I also dont understand this advice that single ssd is “best for” 1-2 machines. Are the docs trying to tell me that I dont need fault tolerance? I can just rely on my disk never failing? I dont understand what is being advised here, it seems contrary to popular advice elsewhere on the internet to always have backups. Do you advise therefore that I use the fdbbackup tool instead as long as I have less than 3 machines?
Yes the last line is definitely clearer when you say any process.

If you have one machine, then running double will result in a broken cluster, as FDB won’t have a place to put a second copy. If you have two machines, then running double will give you two copies, but if once machine dies we’re back in the previous case of having a broken cluster because there’s no place to put a new second copy. You need at least three machines for double to actually mean that FDB can tolerate the failure of one machine.

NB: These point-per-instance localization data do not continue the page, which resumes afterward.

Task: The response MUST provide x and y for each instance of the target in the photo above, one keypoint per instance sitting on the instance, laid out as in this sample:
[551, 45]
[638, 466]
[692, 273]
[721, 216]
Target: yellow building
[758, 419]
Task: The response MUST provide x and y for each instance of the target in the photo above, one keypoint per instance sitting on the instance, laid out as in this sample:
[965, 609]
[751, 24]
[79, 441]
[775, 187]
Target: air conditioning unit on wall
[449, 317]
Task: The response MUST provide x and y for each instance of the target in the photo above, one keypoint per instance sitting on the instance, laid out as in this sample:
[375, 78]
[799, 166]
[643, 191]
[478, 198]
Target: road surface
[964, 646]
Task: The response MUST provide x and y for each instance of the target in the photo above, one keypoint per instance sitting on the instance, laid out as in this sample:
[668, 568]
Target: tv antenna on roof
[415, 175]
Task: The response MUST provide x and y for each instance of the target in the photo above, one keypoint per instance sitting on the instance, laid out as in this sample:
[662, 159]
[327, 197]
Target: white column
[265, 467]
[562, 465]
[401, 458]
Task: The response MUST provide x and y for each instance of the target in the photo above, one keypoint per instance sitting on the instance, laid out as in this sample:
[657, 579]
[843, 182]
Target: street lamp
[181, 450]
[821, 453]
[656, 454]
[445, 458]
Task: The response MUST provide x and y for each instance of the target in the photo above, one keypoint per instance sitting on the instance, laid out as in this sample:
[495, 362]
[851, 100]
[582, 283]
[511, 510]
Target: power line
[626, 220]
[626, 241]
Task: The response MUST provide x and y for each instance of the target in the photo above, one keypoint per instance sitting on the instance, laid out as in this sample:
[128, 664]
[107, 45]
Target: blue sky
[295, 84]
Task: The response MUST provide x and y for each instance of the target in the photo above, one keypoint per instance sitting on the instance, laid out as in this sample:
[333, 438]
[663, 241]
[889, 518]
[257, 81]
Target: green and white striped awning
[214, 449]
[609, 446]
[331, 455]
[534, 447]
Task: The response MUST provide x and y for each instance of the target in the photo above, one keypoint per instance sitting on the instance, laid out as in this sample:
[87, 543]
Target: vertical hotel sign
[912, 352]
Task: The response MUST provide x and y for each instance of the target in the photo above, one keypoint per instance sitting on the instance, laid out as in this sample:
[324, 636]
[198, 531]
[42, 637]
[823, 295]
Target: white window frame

Similarly, triple is only useful for 5 or more machines. I agree the documentation could be more explicit in explaining this.

Thanks, I greatly appreciate the explanations of what the docs are communicating to you. I’ve filed a GitHub issue to make sure we don’t forget to do the suggested documentation updates. It’s rather difficult for me to temporarily forget the years of immersion in database speak. :slight_smile:

Replication, and Multi-Region or fdbdr, gives additional availability guarantees, but don’t protect against unintended modifications to the database. Backups are generally advisable to protect against application bugs, while also providing a way out from horrific unavailability events.